In den meisten Fällen ja. Ein Architekt oder Bauingenieur prüft für 300 bis 800 Euro vor dem Kauf den Bebauungsplan, die Erschließung, mögliche Baulasten und die Topografie. Diese Investition ersetzt keinen Notar, aber sie verhindert die häufigsten Fehlkäufe: Hanggrundstück mit Mehrkosten Statik, Grundwasser zu hoch für Standardkeller, Baulast verhindert geplante Garage, B-Plan lässt nur Flachdach zu obwohl Satteldach gewollt war.
Wann ist ein Grundstück baureif?
Ein Grundstück gilt als baureif, wenn es bebaubar ist und an die öffentliche Verkehrsfläche sowie an die Versorgungs- und Entsorgungseinrichtungen angeschlossen werden kann. Bauerwartungsland und Rohbauland kosten weniger, brauchen aber Jahre bis zur Baureife oder werden nie bebaubar. Wer schnell bauen will, sollte ausschließlich nach baureifen Grundstücken mit existierendem Bebauungsplan oder klarer Lage in einem Paragraph-34-Gebiet suchen.

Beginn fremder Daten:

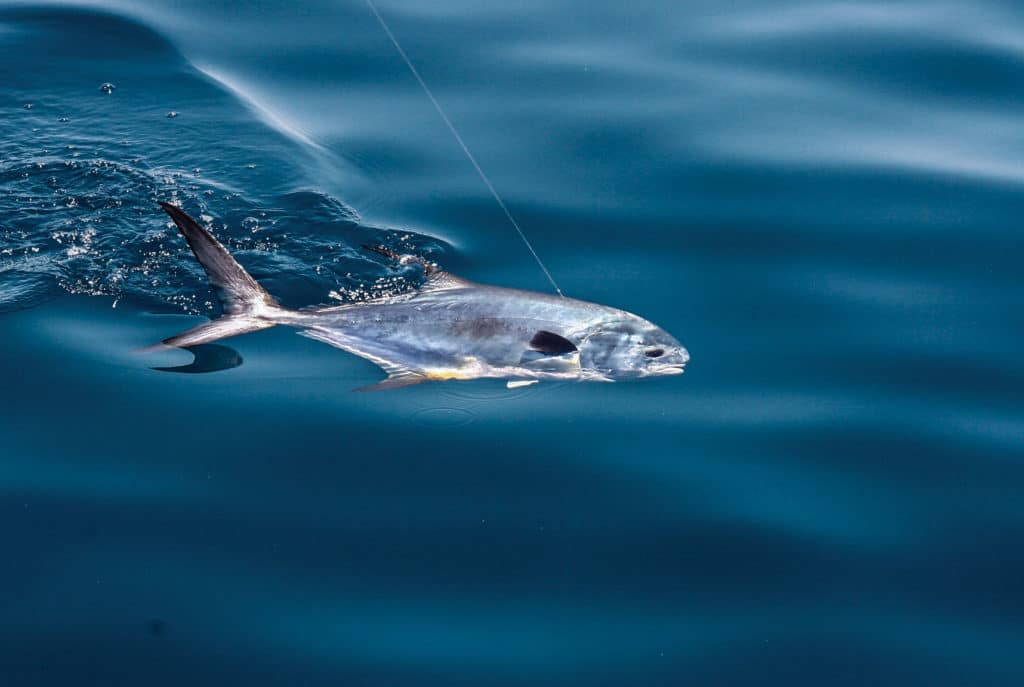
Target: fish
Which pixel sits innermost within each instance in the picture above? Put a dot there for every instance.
(449, 329)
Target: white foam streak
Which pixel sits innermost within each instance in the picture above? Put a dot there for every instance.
(265, 114)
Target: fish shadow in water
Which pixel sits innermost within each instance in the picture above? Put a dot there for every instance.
(208, 357)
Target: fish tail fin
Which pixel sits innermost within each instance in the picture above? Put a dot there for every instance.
(247, 307)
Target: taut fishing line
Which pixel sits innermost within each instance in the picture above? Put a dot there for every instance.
(462, 143)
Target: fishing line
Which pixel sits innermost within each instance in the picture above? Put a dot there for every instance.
(462, 143)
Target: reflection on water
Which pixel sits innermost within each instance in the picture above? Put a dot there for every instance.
(820, 199)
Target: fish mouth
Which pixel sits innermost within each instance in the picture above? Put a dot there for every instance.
(674, 369)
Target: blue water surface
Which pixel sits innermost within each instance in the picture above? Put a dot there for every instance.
(820, 200)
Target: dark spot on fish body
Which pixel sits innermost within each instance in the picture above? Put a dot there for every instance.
(550, 343)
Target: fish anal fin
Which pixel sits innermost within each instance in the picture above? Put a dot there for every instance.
(395, 381)
(550, 343)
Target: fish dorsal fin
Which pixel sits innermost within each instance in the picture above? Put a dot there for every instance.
(550, 343)
(395, 381)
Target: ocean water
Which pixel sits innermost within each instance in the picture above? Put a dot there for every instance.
(820, 200)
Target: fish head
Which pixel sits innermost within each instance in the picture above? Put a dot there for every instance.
(630, 348)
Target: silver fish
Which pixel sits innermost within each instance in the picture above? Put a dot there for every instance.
(450, 329)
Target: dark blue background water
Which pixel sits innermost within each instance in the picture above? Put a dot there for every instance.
(821, 200)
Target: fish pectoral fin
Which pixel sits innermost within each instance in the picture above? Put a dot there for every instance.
(395, 381)
(550, 343)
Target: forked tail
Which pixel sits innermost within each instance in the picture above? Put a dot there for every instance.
(247, 307)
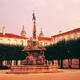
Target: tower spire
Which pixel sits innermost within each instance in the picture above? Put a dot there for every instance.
(34, 35)
(41, 33)
(23, 32)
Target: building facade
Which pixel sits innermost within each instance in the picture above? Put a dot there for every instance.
(12, 39)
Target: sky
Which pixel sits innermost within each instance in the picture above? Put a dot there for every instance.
(51, 15)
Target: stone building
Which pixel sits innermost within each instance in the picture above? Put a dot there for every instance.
(12, 39)
(69, 35)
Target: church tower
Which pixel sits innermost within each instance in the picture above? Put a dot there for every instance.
(3, 30)
(23, 32)
(34, 34)
(41, 33)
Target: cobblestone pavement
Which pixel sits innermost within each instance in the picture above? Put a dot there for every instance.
(65, 75)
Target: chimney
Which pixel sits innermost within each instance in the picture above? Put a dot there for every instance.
(3, 30)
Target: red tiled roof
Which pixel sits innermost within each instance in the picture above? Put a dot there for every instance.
(10, 35)
(44, 38)
(68, 32)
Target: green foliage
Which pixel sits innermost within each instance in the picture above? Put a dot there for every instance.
(8, 52)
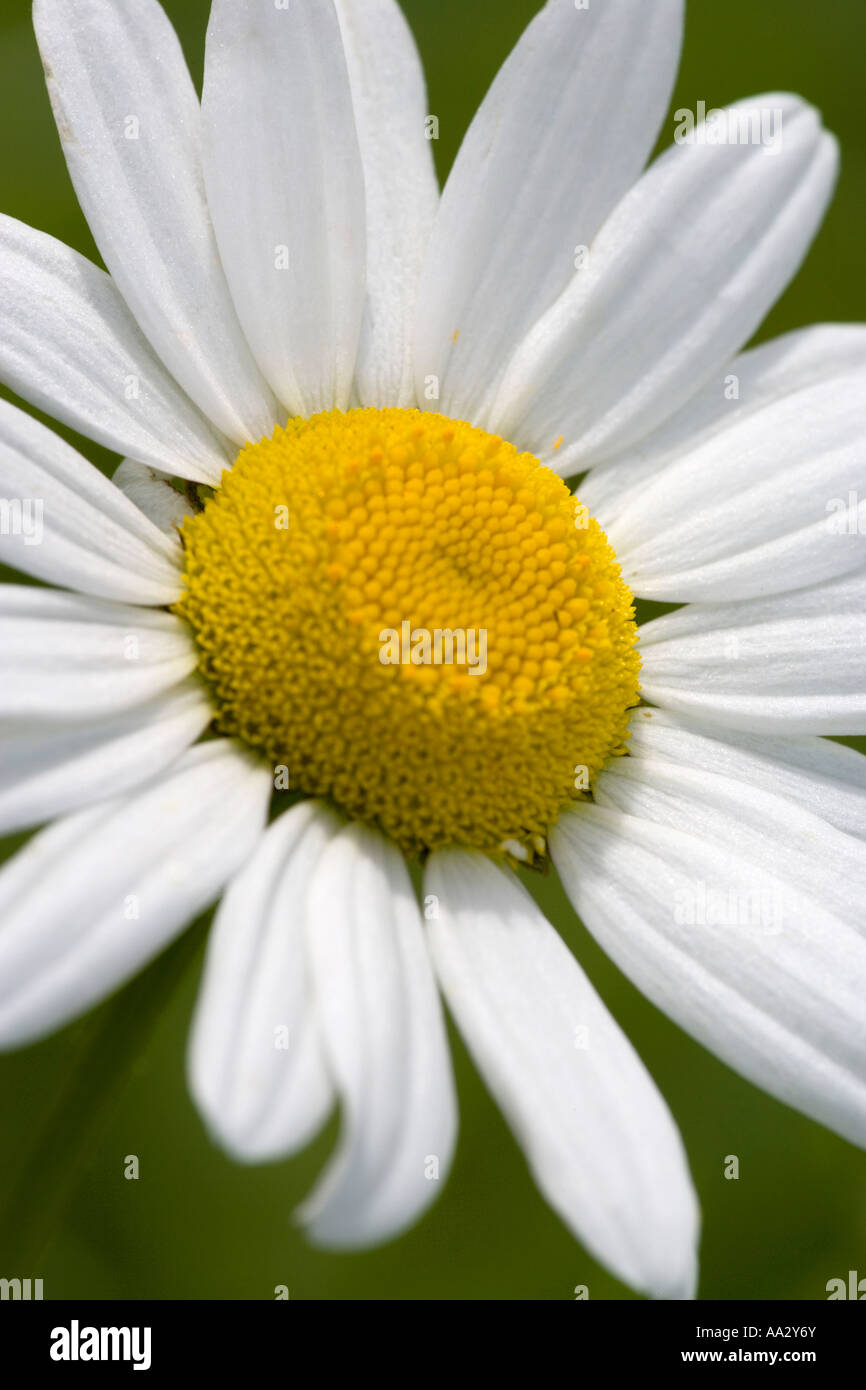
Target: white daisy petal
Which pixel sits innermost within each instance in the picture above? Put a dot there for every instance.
(820, 776)
(96, 895)
(67, 524)
(741, 391)
(762, 975)
(153, 494)
(770, 503)
(598, 1137)
(679, 278)
(70, 346)
(786, 840)
(256, 1065)
(560, 136)
(385, 1043)
(129, 124)
(64, 656)
(401, 189)
(794, 663)
(47, 770)
(287, 192)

Lohnt sich Erbbaurecht statt Kauf?
Erbbaurecht senkt die Anfangsinvestition deutlich, weil der Grundstücksanteil entfällt. Stattdessen läuft ein jährlicher Erbbauzins von typisch 3 bis 5 Prozent des Grundstückswerts über 75 bis 99 Jahre. Wirtschaftlich lohnt es sich oft nur bei extrem teuren Grundstückslagen oder bei Vergaben durch Kommunen und Kirchen mit reduziertem Zinssatz. Bei marktüblichem Erbbauzins ist Volleigentum über 30 bis 40 Jahre meist günstiger - die genaue Rechnung hängt von Zinssatz, Grundstückspreis und Restlaufzeit ab.

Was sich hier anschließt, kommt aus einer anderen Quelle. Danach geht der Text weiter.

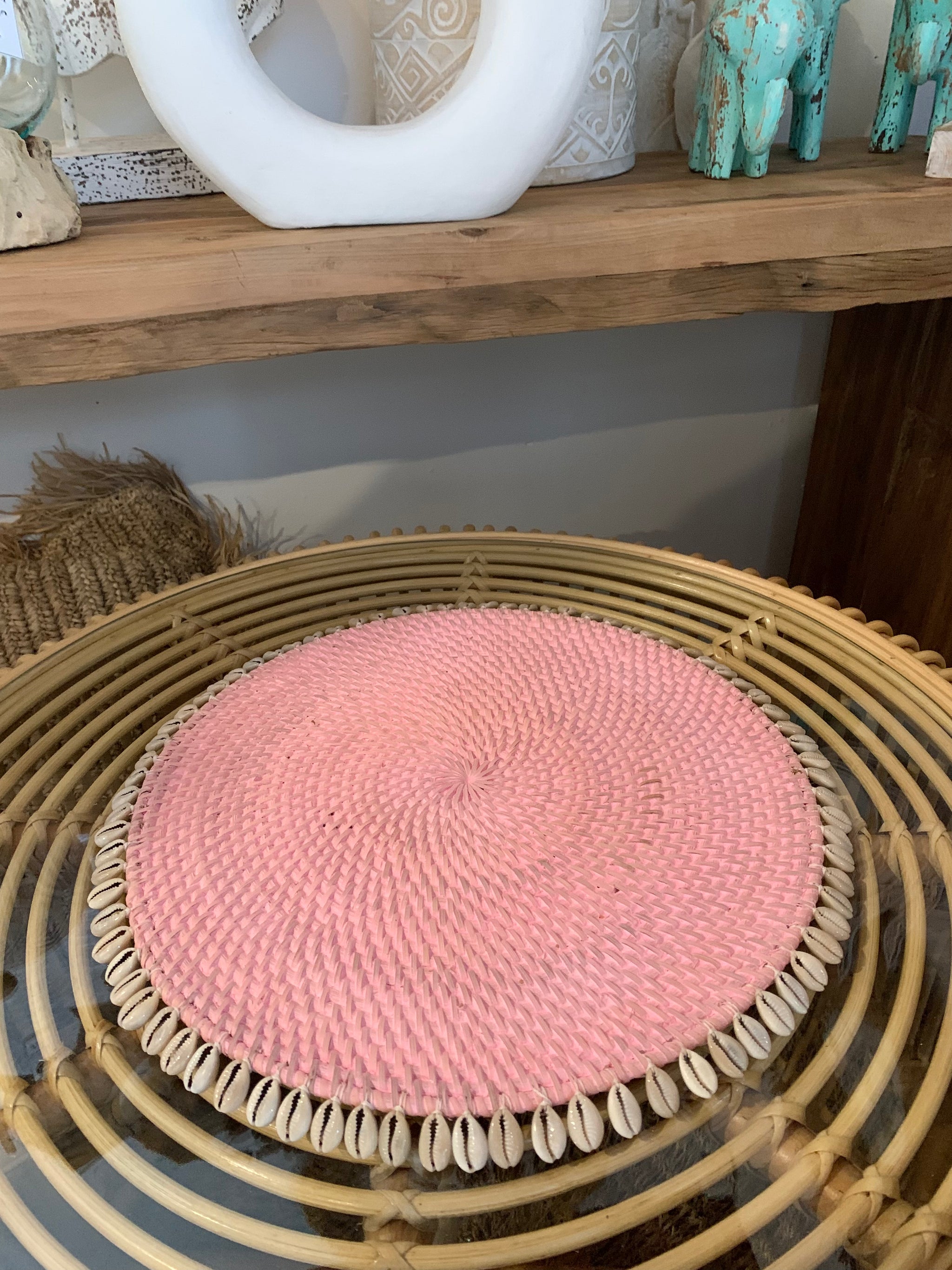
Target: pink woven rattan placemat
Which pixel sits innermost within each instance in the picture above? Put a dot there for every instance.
(464, 858)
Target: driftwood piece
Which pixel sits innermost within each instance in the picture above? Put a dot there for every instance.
(941, 153)
(37, 202)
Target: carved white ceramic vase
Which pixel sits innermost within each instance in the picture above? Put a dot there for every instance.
(422, 46)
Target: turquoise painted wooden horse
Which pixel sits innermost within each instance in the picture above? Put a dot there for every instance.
(921, 49)
(749, 54)
(810, 82)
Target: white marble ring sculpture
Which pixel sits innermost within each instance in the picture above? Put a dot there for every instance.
(473, 155)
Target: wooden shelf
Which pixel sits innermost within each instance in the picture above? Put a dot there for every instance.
(190, 282)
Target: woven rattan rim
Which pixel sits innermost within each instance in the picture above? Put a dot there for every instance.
(75, 719)
(682, 970)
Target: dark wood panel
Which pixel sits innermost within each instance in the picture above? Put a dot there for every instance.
(876, 522)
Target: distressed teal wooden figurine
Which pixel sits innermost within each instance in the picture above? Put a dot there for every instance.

Was kostet ein Bodengutachten?
Ein Standard-Baugrundgutachten für ein Einfamilienhaus-Grundstück kostet 1.200 bis 2.500 Euro. Es umfasst zwei bis vier Rammkernbohrungen, Bodenklassifizierung nach DIN 18300, Versickerungstest und eine Empfehlung zur Gründung. Bei verdachtsbelasteten Flächen, Hanglage oder hohem Grundwasser kommen Zuschläge dazu - bis 5.000 Euro sind möglich. Diese Investition vor dem Kauf ist die wirtschaftlich rationalste Vorsorge gegen versteckte Mehrkosten von 20.000 bis 100.000 Euro.